Showing posts with label Angus McFadyen. Show all posts
Showing posts with label Angus McFadyen. Show all posts

Monday, September 19, 2011

'Blackbeard' is an okay pirate yarn

Blackbeard (2006)
Starring: Angus McFadyen, Marc Umbers, Jessica Chastain, Anthony Green, Richard Chamberlain, and Rachel Ward
Director: Kevin Connor
Rating: Six of Ten Stars

Lt. Robert Maynard of British Royal Naval (Umbers) is dispatched to the Caribbean on a secret mission to hunt the feared and murderous pirate Blackbeard (McFadyen). His mission and burgeoning romance with the lovely Charlotte Ormand (Chastain) is disrupted when the corrupt colonial governor and ally of Blackbeard (Chamberlain) attempts to assassinate Maynard. Through a chain of misunderstandings, the officer finds himself accepted into Blackbeard's crew and ends up helping the pirate with his obsessive search for the legendary lost treasure of Captain Kidd.


If you're looking for a fun traditional pirate adventure tale that you can watch with the whole family, "Blackbeard" is a good choice. Originally made for the Hallmark Channel as a two-part miniseries, it has a well-paced script with just the right mix of action, romance, intrigue, cannon-fire, and swashbuckling pirate antics to please just about any viewer. The cast is also excellent, with Angus McFadyen in particular excelling as the ruthless title character. The even mix of fictional events and historical facts might make it dangerous if you're trying to use it as a shortcut for a school paper, but as a piece of entertainment is pretty good.
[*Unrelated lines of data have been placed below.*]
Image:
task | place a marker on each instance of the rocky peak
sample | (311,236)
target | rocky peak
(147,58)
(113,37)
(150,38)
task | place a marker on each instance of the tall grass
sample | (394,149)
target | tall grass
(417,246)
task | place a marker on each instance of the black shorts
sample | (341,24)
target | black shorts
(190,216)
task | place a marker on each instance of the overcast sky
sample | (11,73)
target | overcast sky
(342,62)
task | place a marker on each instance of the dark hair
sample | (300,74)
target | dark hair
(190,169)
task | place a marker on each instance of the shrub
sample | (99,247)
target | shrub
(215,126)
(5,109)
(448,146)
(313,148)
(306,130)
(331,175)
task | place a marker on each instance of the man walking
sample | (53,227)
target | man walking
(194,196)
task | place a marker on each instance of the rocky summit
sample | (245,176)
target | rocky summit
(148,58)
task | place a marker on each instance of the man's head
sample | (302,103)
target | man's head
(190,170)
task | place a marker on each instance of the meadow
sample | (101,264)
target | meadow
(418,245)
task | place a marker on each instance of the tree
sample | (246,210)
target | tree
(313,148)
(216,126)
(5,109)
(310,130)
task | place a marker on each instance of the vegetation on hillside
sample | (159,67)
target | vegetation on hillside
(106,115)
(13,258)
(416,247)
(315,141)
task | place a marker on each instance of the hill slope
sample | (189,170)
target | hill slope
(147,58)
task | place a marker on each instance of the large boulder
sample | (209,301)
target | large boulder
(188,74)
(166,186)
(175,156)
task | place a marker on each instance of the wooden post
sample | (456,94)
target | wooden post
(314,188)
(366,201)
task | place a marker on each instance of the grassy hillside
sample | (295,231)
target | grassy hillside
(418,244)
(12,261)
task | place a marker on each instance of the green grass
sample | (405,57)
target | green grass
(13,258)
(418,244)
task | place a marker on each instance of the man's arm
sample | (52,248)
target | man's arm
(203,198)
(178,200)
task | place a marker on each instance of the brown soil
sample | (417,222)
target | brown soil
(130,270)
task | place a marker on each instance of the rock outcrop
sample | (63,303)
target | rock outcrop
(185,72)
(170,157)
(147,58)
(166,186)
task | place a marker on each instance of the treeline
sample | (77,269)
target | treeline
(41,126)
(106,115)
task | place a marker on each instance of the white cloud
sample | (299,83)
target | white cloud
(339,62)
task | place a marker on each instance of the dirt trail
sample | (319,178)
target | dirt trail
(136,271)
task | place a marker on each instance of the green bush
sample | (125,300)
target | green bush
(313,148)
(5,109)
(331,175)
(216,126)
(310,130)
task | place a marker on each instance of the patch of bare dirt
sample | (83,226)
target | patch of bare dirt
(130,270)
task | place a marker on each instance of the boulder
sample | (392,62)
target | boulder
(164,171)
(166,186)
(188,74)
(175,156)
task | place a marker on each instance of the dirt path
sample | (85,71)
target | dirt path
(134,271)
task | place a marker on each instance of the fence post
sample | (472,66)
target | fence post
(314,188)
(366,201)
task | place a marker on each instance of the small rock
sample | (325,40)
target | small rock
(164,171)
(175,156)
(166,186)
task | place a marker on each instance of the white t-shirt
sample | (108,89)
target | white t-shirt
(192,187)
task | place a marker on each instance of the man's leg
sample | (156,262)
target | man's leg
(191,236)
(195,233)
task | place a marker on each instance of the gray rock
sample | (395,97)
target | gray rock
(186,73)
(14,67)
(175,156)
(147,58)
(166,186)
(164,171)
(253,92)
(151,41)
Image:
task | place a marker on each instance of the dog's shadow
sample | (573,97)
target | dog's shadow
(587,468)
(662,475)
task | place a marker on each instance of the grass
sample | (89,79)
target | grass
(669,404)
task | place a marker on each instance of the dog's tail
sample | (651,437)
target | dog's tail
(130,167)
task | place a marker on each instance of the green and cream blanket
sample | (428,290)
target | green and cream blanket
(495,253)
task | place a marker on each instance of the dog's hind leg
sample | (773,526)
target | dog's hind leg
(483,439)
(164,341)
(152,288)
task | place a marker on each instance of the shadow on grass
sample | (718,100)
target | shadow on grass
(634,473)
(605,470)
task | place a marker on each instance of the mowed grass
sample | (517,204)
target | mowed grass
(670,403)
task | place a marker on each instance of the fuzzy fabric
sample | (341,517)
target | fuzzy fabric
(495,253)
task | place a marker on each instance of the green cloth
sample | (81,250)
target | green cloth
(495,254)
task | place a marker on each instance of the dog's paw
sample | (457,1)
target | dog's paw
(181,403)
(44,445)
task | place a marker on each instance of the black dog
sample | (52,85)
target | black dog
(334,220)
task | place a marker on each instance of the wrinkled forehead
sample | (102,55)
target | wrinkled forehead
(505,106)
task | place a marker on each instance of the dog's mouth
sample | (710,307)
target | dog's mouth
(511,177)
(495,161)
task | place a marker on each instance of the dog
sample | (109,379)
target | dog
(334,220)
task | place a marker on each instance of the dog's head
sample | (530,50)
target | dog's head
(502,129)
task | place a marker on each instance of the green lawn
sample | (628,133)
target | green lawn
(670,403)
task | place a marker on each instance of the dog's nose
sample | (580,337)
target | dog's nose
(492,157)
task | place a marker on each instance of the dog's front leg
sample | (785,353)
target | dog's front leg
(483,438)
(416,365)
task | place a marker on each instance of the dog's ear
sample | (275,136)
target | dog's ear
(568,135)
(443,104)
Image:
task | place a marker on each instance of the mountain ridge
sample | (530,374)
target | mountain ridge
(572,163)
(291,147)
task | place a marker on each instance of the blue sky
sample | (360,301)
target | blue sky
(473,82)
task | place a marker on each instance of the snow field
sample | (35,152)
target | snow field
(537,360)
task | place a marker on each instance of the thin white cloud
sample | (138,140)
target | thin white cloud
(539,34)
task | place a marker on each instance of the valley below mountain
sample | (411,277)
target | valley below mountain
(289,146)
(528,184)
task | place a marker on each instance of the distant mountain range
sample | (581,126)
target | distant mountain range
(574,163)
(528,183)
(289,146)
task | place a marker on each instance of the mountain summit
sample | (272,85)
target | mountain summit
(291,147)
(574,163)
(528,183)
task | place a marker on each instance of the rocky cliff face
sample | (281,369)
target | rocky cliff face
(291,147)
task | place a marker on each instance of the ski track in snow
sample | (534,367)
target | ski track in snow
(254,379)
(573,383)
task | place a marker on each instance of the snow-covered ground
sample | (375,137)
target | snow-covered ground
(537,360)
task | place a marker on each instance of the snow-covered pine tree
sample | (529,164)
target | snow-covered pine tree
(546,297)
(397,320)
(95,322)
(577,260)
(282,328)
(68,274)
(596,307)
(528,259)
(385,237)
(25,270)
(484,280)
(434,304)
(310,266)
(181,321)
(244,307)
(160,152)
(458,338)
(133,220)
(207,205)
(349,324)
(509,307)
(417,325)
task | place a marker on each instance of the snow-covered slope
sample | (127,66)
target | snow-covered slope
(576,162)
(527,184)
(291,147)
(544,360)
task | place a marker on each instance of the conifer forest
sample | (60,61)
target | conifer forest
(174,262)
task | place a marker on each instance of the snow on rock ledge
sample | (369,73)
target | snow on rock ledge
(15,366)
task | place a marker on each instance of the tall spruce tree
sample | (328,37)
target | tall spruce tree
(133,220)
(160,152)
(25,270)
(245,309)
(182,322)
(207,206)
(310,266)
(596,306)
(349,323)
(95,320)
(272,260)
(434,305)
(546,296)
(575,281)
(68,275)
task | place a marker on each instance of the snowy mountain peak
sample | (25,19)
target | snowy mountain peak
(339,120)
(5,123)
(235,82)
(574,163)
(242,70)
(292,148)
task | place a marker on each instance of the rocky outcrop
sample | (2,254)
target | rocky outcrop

Although a good deal of money and effort went into the sets and costuming, this is one area where the film slips a little. Everything and everyone is just a little too clean and fresh. A little more time should have been spent on "aging" costumes and sets, and the actors should have been a little grimier and sweatier than any of them are. The lower-budgeted pirate films from Hammer Studios forty years earlier and even Alfred Hitchcock's "Jamaica Inn" from more than sixty years earlier did a better job at creating a believable 18th century environment than the production designers, costumers, and set-dressers on "Blackbeard" managed to do.